Write your name into Google and click search. What are the first 5 results for web? And what are the first 5 images? Then do the same on YouTube, behance, Vimeo and Bing. And visit back here once you done that.

If you actually opened Bing, I'm so sorry. That was cruel, cruel joke. 

Based on your search results, who are you? It would seem I'm partially an American real estate agent, a little bit of a (possibly younger) 12 year old youtuber who does game reviews but primarily, it looks like I might actually be a graphic designer dabbling in a little bit of photography, but, primarily graphic design. 

Putting out information about yourself on the Internet has always been a double edge sword. And I'm still torn. I want people to know who I am. I want my name to come up when you search "London graphic designer".  But I also only want people to see an image that I can create for myself. The down side is the same as the up side: anyone in the world can know a lot about you at the click of a button which is actually pretty scary. 

Things aren't always what they seem on the Internet. A mundane photoshopped image of me pictured as a chef grating carrots could go viral thanks to the wonders of the Internet, and in turn might have much better SEO than any image that is actually of me. A Lot of people might not be able to tell the difference. The only reason they were able to photoshop that photo, is because I willing out something on the Internet to start with. That's all sorts of terrifying - I used a very mundane image, but you can imagine it could be ANYTHING. 

"I don't know why people are so keen to put the details of their private life in public; They forget that invisibility is a super power" - Banksy

Despite the perils that come with your information I have realised a few ways to get better better SEO for myself, which might come in handy;

Free stuff:
Make some free stuff and give it away, everybody loves free stuff. Just make sure it has your name attached to it.
unsplash - a free photography website is a good spot to start. I had over 100k views on just one of my photos, which has resulted in some fantastic SEO. You could also make icons an give them away on dribbble, or create your own mockup and try and get it on a few blogs. 

Post stuff, a lot. 
You know that project you keep meaning to post on behance, or that shot on dribbble, post it. And keep posting. Get into a good routine of constantly posting content. Obviously It will also help if this content is good, but it doesn't matter how good the content is if you never post it. 

Submit stuff. 
There are countless sites, all curating design work, which have hundreds of thousands of daily users. Based on my google search of my own name, Abduzeedo is a pretty good spot to start with the RAWZ submission. 
Others to look at are Designspiration, lovely package, 365design, BP&O. There are literally too many to name. 

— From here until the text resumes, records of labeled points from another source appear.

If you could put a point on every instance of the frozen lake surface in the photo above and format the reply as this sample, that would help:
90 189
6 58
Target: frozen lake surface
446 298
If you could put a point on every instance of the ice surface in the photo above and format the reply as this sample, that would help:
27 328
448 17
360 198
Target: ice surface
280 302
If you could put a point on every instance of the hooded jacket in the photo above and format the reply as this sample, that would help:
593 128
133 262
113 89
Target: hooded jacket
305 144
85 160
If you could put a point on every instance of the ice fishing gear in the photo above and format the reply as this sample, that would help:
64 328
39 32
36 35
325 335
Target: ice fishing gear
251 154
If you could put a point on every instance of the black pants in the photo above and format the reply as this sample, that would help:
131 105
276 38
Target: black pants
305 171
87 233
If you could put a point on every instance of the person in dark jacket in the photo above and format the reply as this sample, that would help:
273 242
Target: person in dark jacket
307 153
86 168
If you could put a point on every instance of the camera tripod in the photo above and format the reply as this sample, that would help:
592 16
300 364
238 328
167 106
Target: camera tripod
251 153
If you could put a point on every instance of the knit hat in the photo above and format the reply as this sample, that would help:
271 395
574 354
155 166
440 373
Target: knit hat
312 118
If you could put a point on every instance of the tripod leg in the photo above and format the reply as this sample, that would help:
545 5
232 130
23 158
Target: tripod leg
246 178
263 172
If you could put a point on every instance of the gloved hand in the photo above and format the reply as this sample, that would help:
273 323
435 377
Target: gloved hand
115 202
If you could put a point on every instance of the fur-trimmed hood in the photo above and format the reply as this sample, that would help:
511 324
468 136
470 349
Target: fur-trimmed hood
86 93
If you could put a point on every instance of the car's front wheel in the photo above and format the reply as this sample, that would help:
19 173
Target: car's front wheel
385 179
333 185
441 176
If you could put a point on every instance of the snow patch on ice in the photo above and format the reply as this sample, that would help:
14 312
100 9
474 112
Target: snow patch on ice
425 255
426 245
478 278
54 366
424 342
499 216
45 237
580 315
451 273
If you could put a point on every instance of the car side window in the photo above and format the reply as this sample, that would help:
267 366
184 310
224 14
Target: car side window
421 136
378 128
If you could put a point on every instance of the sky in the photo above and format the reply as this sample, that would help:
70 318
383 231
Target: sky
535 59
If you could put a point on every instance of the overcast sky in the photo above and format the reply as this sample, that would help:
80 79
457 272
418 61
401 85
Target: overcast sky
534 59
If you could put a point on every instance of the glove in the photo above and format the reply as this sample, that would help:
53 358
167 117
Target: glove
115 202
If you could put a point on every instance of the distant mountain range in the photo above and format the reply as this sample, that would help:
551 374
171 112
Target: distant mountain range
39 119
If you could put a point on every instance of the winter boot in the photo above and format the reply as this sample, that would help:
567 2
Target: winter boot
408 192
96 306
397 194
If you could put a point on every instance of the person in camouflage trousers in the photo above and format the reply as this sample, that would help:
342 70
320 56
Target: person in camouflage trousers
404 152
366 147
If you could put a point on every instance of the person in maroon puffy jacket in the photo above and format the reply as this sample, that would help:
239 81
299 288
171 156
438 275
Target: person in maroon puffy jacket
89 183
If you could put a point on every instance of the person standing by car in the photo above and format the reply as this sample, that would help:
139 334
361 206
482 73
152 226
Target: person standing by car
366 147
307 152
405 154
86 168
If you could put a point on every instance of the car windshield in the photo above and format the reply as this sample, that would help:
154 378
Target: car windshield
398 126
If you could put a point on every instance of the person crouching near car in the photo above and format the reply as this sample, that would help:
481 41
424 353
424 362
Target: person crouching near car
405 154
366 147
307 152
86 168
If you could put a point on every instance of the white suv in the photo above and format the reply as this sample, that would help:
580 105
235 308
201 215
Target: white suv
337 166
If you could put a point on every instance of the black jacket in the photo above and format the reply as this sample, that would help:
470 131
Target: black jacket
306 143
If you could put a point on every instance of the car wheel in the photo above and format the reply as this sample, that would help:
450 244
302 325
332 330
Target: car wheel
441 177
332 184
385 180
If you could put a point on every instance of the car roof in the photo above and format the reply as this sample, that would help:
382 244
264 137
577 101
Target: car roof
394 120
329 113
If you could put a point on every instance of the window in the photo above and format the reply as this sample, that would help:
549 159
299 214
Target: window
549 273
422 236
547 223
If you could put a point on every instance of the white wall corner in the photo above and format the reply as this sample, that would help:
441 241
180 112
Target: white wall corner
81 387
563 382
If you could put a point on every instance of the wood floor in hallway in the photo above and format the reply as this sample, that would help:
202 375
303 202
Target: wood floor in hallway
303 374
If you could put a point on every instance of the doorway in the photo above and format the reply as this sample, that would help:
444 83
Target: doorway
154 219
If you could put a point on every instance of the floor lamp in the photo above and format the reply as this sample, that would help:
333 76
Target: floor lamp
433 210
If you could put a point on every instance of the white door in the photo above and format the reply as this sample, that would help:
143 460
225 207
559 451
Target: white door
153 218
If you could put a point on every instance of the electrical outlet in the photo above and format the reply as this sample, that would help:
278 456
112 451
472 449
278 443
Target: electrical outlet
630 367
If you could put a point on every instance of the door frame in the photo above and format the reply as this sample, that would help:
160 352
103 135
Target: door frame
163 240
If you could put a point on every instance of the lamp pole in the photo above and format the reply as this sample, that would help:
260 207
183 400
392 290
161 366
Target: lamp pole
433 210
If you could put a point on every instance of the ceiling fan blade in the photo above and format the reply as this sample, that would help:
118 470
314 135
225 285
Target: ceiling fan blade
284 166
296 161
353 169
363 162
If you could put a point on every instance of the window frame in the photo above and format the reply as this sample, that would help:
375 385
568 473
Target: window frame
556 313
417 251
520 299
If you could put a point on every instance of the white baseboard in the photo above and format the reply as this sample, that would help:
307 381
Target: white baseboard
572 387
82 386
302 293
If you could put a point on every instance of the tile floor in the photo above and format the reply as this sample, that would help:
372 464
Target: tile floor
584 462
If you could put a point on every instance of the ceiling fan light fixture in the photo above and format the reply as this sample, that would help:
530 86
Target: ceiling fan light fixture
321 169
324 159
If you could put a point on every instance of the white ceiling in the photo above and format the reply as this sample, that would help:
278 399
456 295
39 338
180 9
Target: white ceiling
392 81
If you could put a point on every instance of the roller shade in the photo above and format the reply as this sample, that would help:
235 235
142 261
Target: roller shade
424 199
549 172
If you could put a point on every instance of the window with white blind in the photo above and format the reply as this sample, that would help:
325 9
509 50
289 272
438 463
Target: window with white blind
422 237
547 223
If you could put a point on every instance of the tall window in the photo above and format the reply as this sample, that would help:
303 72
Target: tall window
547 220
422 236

To wrap this shambles that is my train of thought up (wrote that whilst on a train, was a great put in my head at the time) after having worked in a whopping total of two different agencies now, I have seen two employers react the same way when having people hand in their CV whose work they are unsure about; "let's see what comes comes up when we google them."
I am yet to see someone get the job who had nothing come up vs someone with some relevant info pop up on the first page of Google. 

I believe that views are a currency, followers are cash and good SEO is the jackpot. 
I don't really know that much technical stuff about SEO to be perfectly honest but I know the more your name is out there, the more likely people are going to see it. 

The best story I have to back this up is when I did an unsolicited redesign of Gfresh herbs, an Australian condiment and herb company. As it turns out my redesign photos of their product had better SEO than their own, resulting in an email enquiry from the CEO. I unfortunately quoted myself out of an official redesign, but, the fact they saw it speaks for itself.  

To conclude, I think The bottom line is create good things, create more things and let Google find the you that you created.